De este modo, un pavimento antiguo, una solera sin aislamiento o un suelo sobre un espacio no climatizado puede actuar como una superficie que transmite calor durante horas. El aire acondicionado enfría el ambiente, pero el suelo sigue irradiando temperatura y obliga al aparato a trabajar más. Además, algunos materiales retienen mucho calor. Baldosas, piedra o ciertos pavimentos cerámicos pueden acumular temperatura si reciben radiación o si están conectados a una estructura caliente.
No siempre hace falta levantar toda la casa
Eso no significa que haya que hacer una gran obra en todos los casos. Los técnicos recomiendan primero detectar de dónde viene realmente el calor. Si el suelo está siempre templado, si la casa tarda mucho en enfriarse o si el calor vuelve rápido al apagar el aire, puede haber un problema de aislamiento inferior.
En algunos casos se puede mejorar con soluciones como tarimas con base aislante, alfombras técnicas, láminas aislantes, falsos suelos o actuaciones desde el techo del garaje si la vivienda está encima.
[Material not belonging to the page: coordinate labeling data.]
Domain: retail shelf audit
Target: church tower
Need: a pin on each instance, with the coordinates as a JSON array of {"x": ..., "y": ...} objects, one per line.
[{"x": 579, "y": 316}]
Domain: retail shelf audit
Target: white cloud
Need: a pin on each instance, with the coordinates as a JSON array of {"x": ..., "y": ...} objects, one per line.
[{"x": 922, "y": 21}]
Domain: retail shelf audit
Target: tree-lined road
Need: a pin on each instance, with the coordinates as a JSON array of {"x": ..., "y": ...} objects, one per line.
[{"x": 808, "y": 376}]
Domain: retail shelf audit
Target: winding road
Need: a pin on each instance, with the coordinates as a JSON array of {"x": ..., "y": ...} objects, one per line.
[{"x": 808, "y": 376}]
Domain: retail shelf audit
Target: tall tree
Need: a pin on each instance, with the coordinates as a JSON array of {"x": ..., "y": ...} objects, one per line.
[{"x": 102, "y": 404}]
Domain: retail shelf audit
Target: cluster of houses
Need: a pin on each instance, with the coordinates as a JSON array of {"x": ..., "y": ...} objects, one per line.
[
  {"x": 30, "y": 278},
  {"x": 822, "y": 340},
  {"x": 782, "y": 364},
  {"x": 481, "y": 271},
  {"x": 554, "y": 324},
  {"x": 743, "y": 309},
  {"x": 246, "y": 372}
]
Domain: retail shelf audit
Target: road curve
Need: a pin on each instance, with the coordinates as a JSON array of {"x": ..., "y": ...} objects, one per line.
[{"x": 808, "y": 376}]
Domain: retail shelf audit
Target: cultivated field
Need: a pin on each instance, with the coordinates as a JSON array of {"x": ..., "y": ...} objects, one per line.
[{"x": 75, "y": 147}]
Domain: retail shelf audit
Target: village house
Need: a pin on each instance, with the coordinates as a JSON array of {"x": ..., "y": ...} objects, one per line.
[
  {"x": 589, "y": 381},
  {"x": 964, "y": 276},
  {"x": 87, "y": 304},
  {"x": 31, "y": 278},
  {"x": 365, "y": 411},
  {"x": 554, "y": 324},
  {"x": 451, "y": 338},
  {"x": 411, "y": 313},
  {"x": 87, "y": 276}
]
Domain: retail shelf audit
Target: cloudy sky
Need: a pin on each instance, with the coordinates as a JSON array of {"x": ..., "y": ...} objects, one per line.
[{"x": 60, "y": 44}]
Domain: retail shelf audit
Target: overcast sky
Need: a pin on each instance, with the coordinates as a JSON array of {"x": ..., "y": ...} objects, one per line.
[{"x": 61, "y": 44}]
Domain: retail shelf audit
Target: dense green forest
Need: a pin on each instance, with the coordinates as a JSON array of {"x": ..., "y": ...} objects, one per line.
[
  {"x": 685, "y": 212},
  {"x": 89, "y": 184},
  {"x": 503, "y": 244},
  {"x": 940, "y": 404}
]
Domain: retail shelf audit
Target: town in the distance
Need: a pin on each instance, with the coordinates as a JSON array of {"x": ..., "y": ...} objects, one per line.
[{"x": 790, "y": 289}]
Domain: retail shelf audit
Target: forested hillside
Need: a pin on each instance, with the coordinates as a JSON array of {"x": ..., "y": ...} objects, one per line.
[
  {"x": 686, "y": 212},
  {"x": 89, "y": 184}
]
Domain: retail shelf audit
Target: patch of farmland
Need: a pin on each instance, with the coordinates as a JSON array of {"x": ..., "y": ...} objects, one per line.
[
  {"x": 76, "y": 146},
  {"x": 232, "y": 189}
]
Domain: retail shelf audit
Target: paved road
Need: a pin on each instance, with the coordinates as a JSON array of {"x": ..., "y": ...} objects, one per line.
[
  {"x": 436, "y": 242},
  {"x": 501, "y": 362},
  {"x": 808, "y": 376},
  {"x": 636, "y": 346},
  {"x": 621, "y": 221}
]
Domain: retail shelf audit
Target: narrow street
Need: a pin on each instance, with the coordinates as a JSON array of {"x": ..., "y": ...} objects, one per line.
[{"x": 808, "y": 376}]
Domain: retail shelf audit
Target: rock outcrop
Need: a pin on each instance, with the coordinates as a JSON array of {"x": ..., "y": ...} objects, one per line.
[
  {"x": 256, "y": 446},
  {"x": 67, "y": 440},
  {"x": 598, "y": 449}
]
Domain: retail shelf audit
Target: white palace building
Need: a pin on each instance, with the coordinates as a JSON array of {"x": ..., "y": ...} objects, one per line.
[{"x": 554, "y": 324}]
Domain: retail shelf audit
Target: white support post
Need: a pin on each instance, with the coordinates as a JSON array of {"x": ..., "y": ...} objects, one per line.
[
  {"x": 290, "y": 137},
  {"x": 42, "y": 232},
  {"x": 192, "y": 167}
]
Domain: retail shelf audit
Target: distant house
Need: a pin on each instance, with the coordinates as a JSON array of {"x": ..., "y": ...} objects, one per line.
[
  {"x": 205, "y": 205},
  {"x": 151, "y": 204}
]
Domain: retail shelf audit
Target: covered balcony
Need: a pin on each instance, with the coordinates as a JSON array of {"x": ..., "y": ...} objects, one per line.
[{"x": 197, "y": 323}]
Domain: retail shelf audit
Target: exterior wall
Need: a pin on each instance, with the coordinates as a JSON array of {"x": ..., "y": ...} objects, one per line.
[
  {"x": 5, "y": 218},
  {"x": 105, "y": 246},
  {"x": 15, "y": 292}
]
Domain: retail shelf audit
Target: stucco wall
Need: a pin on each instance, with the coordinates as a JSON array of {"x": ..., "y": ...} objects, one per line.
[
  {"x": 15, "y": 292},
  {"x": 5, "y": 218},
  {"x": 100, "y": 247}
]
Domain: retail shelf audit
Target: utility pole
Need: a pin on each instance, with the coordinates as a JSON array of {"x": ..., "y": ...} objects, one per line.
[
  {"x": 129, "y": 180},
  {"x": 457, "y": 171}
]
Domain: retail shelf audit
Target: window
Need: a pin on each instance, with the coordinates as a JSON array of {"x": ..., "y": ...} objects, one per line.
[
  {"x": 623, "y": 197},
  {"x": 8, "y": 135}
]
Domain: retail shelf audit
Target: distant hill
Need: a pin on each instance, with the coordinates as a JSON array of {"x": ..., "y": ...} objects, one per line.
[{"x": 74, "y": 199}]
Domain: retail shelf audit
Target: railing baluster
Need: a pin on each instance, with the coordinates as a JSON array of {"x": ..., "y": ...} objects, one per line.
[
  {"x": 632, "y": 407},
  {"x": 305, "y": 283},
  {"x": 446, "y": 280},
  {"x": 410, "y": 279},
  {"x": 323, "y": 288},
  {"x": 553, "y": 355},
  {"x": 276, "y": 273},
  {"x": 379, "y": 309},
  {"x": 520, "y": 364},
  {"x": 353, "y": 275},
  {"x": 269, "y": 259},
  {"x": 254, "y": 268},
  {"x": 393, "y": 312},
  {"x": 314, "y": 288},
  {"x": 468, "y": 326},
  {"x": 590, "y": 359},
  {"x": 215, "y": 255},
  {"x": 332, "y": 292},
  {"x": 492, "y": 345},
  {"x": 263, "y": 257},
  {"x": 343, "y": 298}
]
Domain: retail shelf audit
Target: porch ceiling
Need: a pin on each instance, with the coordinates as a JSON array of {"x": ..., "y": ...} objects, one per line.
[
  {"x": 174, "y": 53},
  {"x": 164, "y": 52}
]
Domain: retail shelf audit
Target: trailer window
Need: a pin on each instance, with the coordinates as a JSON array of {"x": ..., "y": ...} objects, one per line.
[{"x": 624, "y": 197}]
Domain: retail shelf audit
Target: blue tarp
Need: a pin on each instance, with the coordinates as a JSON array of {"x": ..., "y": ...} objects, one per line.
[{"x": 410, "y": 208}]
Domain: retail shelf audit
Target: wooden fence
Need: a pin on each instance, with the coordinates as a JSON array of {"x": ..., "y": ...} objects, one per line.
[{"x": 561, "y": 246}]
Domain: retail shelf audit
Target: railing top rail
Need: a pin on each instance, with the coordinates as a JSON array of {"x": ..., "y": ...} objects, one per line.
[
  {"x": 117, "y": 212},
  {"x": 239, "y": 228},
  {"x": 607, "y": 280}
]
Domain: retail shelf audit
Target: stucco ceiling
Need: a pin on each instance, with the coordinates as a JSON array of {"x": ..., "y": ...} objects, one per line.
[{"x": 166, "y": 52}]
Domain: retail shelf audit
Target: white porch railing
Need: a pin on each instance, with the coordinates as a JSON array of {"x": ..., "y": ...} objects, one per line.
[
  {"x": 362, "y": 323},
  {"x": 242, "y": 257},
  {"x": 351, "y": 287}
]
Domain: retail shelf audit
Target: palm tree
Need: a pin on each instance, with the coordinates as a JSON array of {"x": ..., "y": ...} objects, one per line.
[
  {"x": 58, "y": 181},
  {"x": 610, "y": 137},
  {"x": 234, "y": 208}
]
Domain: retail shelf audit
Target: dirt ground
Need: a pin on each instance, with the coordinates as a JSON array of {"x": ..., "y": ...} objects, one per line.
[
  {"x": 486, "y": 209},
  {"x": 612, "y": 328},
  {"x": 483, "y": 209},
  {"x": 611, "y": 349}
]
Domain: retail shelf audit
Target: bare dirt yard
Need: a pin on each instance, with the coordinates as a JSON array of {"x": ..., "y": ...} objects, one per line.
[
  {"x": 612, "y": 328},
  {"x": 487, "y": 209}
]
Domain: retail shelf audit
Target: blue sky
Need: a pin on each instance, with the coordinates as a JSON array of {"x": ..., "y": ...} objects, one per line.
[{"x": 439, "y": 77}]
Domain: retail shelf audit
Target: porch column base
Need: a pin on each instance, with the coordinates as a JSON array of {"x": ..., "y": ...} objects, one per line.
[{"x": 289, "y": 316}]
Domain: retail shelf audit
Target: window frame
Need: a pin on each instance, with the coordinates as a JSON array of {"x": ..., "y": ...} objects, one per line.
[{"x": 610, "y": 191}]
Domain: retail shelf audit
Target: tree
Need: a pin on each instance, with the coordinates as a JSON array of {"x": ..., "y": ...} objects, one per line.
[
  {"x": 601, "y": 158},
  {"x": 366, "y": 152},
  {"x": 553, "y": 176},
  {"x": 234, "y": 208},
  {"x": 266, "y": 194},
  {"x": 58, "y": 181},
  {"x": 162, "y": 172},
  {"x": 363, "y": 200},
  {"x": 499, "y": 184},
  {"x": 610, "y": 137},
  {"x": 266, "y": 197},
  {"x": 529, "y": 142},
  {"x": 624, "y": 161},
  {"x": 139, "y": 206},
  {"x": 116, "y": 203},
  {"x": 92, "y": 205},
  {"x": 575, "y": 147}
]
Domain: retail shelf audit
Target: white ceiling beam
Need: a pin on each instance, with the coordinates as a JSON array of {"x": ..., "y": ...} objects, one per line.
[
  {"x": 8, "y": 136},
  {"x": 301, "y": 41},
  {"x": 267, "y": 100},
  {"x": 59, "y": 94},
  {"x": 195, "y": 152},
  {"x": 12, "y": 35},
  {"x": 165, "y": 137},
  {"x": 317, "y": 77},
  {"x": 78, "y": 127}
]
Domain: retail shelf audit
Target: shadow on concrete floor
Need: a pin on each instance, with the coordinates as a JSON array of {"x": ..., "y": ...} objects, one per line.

También ayuda evitar que el sol caliente directamente el pavimento durante horas, usando persianas, estores o toldos en las franjas más críticas.
Así pues, las ventanas son importantes, pero no siempre son las culpables. Si una casa se calienta demasiado, conviene mirar también hacia abajo. Porque un suelo mal aislado puede convertir la vivienda en una superficie que acumula calor y hace mucho más difícil mantenerla fresca en verano.